I eat a pretty strict “Primal Blueprint” diet…no grains, legumes, refined sugar, LOTS of animal protein, healthy fats, nuts, seeds and vegetables with a limited dairy intake…BUT I do enjoy a Meatless Monday on occasion. Some days just call for lighter fare. One of the most satisfying and enjoyable vegetarian meals for me is my adapted version of the Eggplant Parmesan recipe from Elana Amsterdam’s Gluten Free Almond Flour Cookbook.

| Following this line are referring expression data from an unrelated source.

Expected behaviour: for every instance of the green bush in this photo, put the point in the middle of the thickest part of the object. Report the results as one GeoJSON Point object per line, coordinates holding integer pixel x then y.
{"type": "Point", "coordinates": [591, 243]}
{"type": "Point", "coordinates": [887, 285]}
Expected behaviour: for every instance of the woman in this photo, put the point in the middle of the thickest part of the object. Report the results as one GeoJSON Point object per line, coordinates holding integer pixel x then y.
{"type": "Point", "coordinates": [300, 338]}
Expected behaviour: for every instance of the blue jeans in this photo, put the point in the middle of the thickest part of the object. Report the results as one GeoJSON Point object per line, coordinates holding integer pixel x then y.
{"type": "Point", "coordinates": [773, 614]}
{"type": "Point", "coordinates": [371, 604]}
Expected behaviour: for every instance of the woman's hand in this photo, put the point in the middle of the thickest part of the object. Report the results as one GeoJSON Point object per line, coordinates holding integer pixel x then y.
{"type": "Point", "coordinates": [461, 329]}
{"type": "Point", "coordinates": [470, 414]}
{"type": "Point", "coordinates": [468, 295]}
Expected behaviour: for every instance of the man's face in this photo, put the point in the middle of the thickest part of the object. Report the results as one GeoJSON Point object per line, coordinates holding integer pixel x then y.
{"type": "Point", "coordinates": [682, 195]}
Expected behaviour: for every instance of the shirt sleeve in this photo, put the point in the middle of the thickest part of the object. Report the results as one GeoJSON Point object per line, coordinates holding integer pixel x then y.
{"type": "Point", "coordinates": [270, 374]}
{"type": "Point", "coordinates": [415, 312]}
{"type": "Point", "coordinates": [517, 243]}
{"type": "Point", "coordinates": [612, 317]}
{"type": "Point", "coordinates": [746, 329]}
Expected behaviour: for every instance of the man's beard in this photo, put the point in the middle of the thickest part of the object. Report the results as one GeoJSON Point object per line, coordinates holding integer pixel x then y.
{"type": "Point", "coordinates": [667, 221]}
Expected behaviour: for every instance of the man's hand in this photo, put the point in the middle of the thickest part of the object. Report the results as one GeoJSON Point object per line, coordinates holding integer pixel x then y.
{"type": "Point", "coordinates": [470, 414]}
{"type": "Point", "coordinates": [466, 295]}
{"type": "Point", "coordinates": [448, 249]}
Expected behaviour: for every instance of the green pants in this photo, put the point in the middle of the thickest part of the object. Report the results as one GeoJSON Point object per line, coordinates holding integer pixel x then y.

I had a wonderfully enjoyable lunch today with my Dad, this recipe is one of his favorites too!
So, here you go…Enjoy!
- 1 1/2 pounds eggplant
- 1 1/2 cups blanched almond flour
- 1 teaspoon sea salt
- 1 cup buttermilk
- 4 tablespoons coconut oil (or other high heat cooking oil)
- 3 cups tomato sauce
- 1-2 cups freshly grated mozzarella cheese (depending on how cheesy you like it!)
- 1/4 cup freshly grated Parmesan cheese
Heat the coconut oil in a large skillet over medium-high heat. Sauté the eggplant for 3 to 5 minutes per side, until golden brown. Transfer the eggplant to a paper towel–lined plate.
Pour 1 cup of the Tomato Sauce into a 13 by 9-inch baking dish. Layer the eggplant over the sauce; cover the eggplant with 1 cup of the sauce and 1 cup of the mozzarella. Place the remaining eggplant over the top, then cover with the remaining sauce and mozzarella.
Bake for 10 to 15 minutes, until the cheese is melted and the edges are bubbling. Remove from the oven and top with grated Parmesan cheese before serving.